Visiting Hemingway’s House in Key West
By Bernie Langs
After shopping on Duval Street in Key West, Florida on a hot and beautiful day in late April, my wife and I were guided by our closest friends through back roads to The Hemingway Home and Museum to visit the house where the famed author spent most of the 1930s producing some of his best written works. This was my first visit to Key West and the anticipated imaginings of how it would look had missed the mark. The closely placed houses on the streets leading to “Papa’s” abode all had beautifully manicured small yards boasting fabulous and unique trees. The local vegetation had a scintillating quality to it and the leaves of the palm trees swayed slowly, dancing to the beat of the occasional wind. The serene atmosphere primed us for the grounds where Ernest Hemingway had lived.
We entered the house and set out for a tour of the property. Our guide was a colorful character who had probably given the same prepared speech from room to room hundreds of times over the years. She had a peculiar, yet engaging, Southern drawl and although she was restrained, she exuded a continuous enthusiasm for her subject. I found her dry jokes about Hemingway and his antics truly engaging as our group learned about Hemingway’s life, his four wives, his children, and about his many passions for drinking, deep-sea fishing, travel, and general debauchery. I had learned a bit of this, as many of us do, in school, but the sense of the man as an individual was enhanced by being surrounded by the things he’d actually lived with and experienced.
A highlight of the visit was the up-close look at the beautiful swimming pool on the grounds, which is surrounded by various trees and shrubs. It was the first pool built in Key West and the largest at the time for many miles. Our guide told the story of Hemingway’s wife, Pauline, who had put the swimming pool in, to his distress, the costs ran up to $20,000 ($330,000 today adjusted by inflation). It is said he tossed a penny at her, angrily declaring that she’d take his very last penny. She retaliated by imbedding the penny in the still wet cement of the patio and it’s there to this day for tourists like myself to gaze at in amusement.
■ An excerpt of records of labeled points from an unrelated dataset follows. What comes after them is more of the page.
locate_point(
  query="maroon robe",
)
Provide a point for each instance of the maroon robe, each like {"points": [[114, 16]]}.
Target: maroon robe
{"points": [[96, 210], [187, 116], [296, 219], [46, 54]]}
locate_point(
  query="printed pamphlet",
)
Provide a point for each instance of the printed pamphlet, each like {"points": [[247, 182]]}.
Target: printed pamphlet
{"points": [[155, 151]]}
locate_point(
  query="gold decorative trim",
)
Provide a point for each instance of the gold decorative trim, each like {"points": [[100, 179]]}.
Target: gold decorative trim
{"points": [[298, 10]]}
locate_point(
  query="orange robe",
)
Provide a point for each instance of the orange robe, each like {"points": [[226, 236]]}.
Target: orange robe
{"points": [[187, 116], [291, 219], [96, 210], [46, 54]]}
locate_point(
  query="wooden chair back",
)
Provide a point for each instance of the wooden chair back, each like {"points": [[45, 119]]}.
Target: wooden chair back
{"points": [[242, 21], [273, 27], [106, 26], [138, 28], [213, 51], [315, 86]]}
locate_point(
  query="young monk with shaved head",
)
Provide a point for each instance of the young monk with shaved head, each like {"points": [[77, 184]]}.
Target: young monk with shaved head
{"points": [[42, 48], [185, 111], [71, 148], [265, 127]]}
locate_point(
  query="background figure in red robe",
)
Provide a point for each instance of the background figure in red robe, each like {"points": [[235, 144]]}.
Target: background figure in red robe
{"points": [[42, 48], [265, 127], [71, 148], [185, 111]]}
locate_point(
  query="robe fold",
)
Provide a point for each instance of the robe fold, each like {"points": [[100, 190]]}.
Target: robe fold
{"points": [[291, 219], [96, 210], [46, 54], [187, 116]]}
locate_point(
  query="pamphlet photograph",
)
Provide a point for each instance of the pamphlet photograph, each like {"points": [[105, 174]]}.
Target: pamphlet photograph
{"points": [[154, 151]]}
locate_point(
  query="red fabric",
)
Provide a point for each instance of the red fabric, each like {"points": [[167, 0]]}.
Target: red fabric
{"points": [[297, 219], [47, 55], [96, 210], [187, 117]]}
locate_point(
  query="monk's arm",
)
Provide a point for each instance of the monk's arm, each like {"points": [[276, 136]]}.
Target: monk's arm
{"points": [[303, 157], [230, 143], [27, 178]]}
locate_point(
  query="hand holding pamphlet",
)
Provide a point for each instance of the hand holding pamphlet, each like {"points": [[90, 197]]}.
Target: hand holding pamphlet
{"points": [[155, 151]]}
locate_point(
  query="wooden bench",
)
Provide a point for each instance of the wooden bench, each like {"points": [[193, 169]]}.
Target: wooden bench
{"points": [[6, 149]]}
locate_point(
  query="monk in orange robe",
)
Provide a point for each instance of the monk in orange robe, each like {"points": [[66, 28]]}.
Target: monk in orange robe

The main house itself is fairly sparse in terms of furnishings, yet it exudes the great time-worn flavor of an era long past. Hemingway’s actual writing studio is found on the second floor of a smaller, adjacent building. This room was the highlight of my visit. It’s much more built up and decorated than the living quarters, with bookshelves, wall hangings, and a fine, wooden table with a black typewriter placed on it in front of a chair. Hemingway, perpetually aching from a shrapnel war wound from younger days, would stand as he wrote to alleviate his chronic pain. The studio is cordoned off by a high black grating behind which one can clearly view where Hemingway gave life to his ideas and imagination. Although so much of Hemingway’s life was marred by emotional turmoil and physical pain from incessant injuries including those resembling war, plane accidents, falls, etc, his writing studio boasts an atmosphere of clarity and seriousness. On the other hand, the sunshine of Key West and the vegetation of the grounds of the house may have lightened the load of the Nobel Laureate so that he could see past the darkness and do what he was compelled to do best at that typewriter.
The Hemingway House, as it is popularly known, is also the famous stomping ground for dozens of cats that are descendants of Papa’s original herd of uniquely six-toed felines. That’s a lot of cats for grounds of just an acre or so (yet this is a large plot size for Key West homes). The kitties manage however, to spread out and about on the property.
Ernest Hemingway died in 1961 at his home in Idaho from what is often described as a “self-included wound,” that being a euphemism for blowing his head off with one of his favorite shotguns. Our guide on the tour informed us that he’d suffered from bi-polar disorder and had received shock treatments that left him unable to practice his craft. I can still recall being a child and witnessing my parents’ grief on learning the details of his death from news reports.
I read Hemingway’s “For Whom the Bell Tolls” and “The Old Man and the Sea” during my high school and college years. In the 1980s I also read some of his more rustic short stories, part of a large volume of his collected short works. I never bought into the macho bravado of big game hunting or watching bullfights or getting into drunken scraps that are associated with the Hemingway brand. But by visiting his house and basking in the kind sunlight of Key West, it was a privilege to gain a glimpse of where a true American Master worked at his best and lived large in the downtime when he was not practicing his craft. I would feel venture that many of the guests to The Hemingway Home and Museum exit the grounds with a strong feeling of inspiration, whether they pursue creative practices or just have a passion and lust for life to be lived to the fullest.